The invention relates to a shock absorber for damping courses of motion of a vehicle as defined herein. A shock absorber has been set forth by which the damping force is variable by means of an electromagnetic valve assembly. The valve assembly is disposed on the damper piston. It includes a magnet coil, an armature and a control slide connected to the armature; the position of the control slide determines the throttling of the pressure fluid flowing back and forth between the two work chambers.
Relative major forces are necessary to actuate the control slide. These forces have to be generated by the magnet coil. This means that a large, heavy, unfavorably expensive magnet coil must be provided. Because of the major forces, short switching times, which are often desired and necessary, are presumably not always attainable.

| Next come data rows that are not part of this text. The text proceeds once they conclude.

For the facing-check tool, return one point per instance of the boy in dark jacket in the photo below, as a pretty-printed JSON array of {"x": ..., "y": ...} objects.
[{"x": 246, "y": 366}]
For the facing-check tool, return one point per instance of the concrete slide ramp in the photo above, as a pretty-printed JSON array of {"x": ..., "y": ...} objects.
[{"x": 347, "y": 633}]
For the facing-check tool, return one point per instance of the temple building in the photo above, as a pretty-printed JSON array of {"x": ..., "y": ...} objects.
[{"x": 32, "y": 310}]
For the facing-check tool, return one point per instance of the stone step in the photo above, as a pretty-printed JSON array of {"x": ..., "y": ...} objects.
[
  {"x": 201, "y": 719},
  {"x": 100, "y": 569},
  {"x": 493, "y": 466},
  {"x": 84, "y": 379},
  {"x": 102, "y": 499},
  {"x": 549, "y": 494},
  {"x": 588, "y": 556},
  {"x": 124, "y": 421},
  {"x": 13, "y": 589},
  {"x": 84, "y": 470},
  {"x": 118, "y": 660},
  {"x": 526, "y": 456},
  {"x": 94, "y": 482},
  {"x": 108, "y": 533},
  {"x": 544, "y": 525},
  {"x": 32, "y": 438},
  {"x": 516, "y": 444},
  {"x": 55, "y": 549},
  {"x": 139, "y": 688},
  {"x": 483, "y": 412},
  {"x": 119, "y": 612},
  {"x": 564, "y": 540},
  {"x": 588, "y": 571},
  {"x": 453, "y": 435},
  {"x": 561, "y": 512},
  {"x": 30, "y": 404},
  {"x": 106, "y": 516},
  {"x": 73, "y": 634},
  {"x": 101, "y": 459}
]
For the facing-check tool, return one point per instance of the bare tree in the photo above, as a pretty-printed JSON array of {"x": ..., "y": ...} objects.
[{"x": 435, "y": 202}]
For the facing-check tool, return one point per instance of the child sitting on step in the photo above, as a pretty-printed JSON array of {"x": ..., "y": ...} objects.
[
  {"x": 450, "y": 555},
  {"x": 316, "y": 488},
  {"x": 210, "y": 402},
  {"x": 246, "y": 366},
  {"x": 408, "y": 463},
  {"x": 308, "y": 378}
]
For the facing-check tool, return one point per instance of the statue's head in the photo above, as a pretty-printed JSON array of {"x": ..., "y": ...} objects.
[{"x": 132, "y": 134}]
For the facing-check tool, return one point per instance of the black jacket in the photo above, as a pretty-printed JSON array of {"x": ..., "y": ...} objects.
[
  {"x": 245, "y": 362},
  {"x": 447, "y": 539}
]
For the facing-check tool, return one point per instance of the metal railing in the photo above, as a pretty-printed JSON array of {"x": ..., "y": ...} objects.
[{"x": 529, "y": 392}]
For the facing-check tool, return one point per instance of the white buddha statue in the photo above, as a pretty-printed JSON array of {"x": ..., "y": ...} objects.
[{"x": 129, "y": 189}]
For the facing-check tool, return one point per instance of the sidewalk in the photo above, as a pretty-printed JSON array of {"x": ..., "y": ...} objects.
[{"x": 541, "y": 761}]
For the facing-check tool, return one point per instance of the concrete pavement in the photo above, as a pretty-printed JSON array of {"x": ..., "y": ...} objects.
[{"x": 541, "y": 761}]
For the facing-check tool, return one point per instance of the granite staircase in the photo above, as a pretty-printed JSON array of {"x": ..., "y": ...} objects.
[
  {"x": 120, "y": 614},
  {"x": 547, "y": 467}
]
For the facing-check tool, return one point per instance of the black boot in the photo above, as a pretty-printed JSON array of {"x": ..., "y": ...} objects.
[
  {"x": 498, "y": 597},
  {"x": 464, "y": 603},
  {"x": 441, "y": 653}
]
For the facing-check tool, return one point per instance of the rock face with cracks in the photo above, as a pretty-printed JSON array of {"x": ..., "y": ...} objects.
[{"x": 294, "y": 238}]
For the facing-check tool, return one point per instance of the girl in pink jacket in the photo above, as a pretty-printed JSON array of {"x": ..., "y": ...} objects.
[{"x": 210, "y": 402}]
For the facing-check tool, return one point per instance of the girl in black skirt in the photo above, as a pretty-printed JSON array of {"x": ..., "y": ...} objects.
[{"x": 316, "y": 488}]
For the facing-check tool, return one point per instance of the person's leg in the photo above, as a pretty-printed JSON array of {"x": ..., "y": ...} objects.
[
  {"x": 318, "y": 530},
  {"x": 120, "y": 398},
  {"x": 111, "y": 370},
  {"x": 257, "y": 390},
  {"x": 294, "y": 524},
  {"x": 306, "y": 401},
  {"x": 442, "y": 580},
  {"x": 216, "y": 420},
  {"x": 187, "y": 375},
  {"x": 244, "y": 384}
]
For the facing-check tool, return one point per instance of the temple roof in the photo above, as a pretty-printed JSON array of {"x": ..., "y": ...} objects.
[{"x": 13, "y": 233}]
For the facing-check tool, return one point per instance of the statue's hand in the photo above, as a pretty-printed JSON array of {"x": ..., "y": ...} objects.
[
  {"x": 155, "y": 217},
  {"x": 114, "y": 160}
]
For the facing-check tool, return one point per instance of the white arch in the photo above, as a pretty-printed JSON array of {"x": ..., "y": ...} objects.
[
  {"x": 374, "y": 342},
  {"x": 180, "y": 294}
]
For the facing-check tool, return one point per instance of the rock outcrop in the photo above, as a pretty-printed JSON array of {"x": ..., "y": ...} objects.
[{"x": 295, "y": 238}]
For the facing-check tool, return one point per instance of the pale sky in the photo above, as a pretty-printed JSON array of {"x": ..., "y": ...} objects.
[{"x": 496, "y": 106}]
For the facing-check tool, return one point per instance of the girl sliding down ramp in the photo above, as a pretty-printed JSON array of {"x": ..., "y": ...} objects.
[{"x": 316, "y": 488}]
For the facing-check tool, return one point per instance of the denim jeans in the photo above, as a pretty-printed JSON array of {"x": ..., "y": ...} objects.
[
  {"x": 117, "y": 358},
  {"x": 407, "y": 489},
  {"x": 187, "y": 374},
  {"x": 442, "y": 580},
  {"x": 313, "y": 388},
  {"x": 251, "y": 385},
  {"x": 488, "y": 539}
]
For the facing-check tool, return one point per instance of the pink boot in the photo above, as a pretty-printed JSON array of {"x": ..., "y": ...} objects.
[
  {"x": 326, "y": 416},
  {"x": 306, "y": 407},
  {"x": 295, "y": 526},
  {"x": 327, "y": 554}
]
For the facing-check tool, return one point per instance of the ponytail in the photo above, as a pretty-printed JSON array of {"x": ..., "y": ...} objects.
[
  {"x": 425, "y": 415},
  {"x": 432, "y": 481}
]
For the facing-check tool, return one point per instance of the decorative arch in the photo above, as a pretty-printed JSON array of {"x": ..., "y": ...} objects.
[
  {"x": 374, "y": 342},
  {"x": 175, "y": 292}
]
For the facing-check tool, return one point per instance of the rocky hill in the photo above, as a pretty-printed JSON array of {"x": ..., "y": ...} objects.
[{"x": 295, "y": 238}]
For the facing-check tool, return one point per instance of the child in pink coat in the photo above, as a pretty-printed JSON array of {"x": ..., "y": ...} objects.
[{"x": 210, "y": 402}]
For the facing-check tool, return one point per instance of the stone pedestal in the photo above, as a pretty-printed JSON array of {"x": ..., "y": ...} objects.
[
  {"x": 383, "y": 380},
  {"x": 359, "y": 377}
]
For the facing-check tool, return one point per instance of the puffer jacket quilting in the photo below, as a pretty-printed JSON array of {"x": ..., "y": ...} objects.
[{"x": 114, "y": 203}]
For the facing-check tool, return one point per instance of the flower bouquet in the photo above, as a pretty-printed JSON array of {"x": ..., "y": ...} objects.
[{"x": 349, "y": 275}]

In the heretofore set forth device the force of the magnet coil determines the position of the control slide, and this position in turn determines a size of throttle cross section. In a shock absorber with a variable throttle cross section, however, what is primarily sought is not so much to control the size of the throttle cross section, but rather to control the damping force and hence the damping of courses of motion, which is directly dependent on a differential pressure between the two work chambers. If the throttle cross section is controlled, then the damping force is dependent not only on the throttle cross section but also on a relative speed between the damper piston and the cylinder, and on the viscosity of the pressure fluid, for example, among other factors. The viscosity can fluctuate relatively markedly, for instance as a function of temperature.
The valve assembly in the known structure is disposed on the damper piston. Other shock absorbers are known, however, in which a valve assembly is provided outside the cylinder.